Business strategies are high stakes. There’s money on the line, and mistakes matter.

That’s why pressure testing your business strategy is key.

In this article, we’ll explain what business wargaming is, and how you can use it to test and improve your business’ strategies and tactics.

What is a war game in business strategy?

Business wargaming (aka corporate war gaming) sees you battle test your strategic plans via role play before putting the fate of your business in their hands.

To test your strategies, you’ll form a group, split into teams, and throw various scenarios at your strategy. These scenarios tend to involve changes to large-scale macro factors, like those examined in a PESTLE analysis.

Teams will simulate moves and counter moves in response to these scenarios, based on the strategy you’re using, to play out the war game scenario. This simulates how your business would cope under dynamic (and often challenging) market conditions.

Those with greater budgets can even incorporate computer simulations of events and scenarios to try to glean the most out of them.

Types of war game

There tend to be two types of business war games: strategic war games, and tactical ones.

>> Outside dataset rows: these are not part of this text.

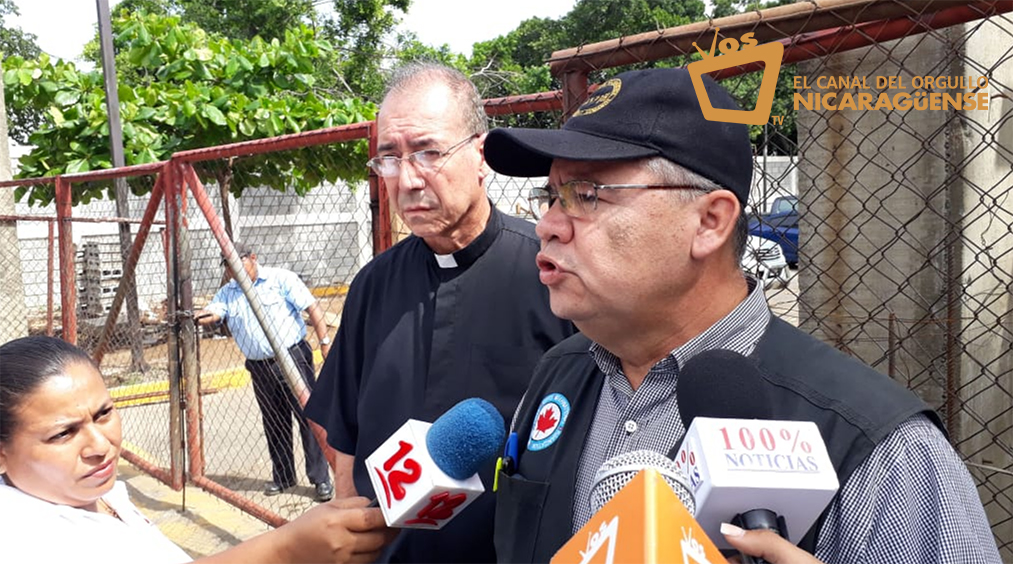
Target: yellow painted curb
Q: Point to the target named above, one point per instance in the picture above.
(329, 291)
(158, 391)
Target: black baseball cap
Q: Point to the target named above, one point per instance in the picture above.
(636, 114)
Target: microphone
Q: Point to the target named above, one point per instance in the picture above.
(743, 467)
(425, 474)
(643, 512)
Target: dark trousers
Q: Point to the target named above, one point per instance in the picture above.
(278, 404)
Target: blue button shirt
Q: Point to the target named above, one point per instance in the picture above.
(283, 297)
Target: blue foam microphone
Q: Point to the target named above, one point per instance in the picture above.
(425, 474)
(465, 437)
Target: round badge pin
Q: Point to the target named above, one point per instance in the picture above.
(549, 421)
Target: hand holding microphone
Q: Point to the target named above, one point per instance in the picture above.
(746, 469)
(425, 474)
(765, 545)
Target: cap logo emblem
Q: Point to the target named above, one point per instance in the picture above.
(600, 97)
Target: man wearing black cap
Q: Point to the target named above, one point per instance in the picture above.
(641, 234)
(284, 297)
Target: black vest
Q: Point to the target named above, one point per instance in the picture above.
(854, 406)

Strategic war games are relatively all-encompassing, and take a comprehensive look at your overarching strategy.

Tactical business wargames are smaller in scope than strategic ones. When you want to test a few different tactical approaches to one or two specific problems or questions you have, tactical games make the most sense.


Rapidly Operationalize Any Strategic Plan in 5 Simple Steps
In this article we take you through the six steps to operationalize a strategic plan, including how to make the plan actionable.


War gaming benefits

Here are a few reasons you should run a business war game workshop.

It:

• Encourage cross-departmental communication

When departments don’t communicate, grievances can build up over time. 😤

Encouraging semi-structured interaction between members of these teams who wouldn’t usually interact is always positive. It helps break down barriers, and encourages communication.

Involve the entire organization in the creation of strategic plans (not just leadership), and the end result is tighter teams, more used to communicating, and more willing (and able) to collaborate.

• Pressure test ideas

The idea of wargaming is to purposely seek out blind spots and weaknesses in your strategy in a low-stakes environment. (As well as to validate its positives).

This way, you can rectify weaknesses and bolster your overall business strategy against the real threats of your competitive environment.

This strengthens your final strategic plan, and ensures you’re not betting your business’ future on an unproven strategy.

• Spark creativity

Done right, role-playing is fun. 🕹️

Combining the competitiveness of opposing teams with the gamification of the strategy pressure testing process, and representation from all corners of the business, makes a war game workshop a melting pot of creativity.

As a result, you’ll uncover creative, innovative new solutions to potential obstacles.

• Challenge the status quo

For any business, but especially large organizations with well-established processes, preconceived notions of the “right” way of doing things can go unchallenged for too long.

This leads to stagnation and blind spots – two things a war game workshop is adept at identifying and eliminating.

Workshops also give diverse voices from across the business a chance to be heard. Any business that wants to stay competitive must challenge preconceived ideas, not least to ensure it doesn’t get blindsided by Black Swan events and unforeseen circumstances.

• Create buy-in on new business strategies and plans

When people from across the business have been involved with the creation of your business strategy, they’ll naturally be more invested in it. 🤝

This nets you advocates, and buy-in for your strategy across all departments.

So, not only does business wargaming improve your final strategy, it should also improve your business’ ability to implement that strategy by getting reps emotionally invested in its outcome.

How to set up, structure, and perform a war game workshop

War game workshops tend to occur in three stages:

  1. The planning stage. 📝
  2. The pre-briefing stage. 📖
  3. The role-playing stage. 🎱

Let’s dig into each one in detail.

Stage 1: The planning stage

For large businesses, war game workshops can be big affairs. For these businesses, some organization will be necessary to make the most of the event.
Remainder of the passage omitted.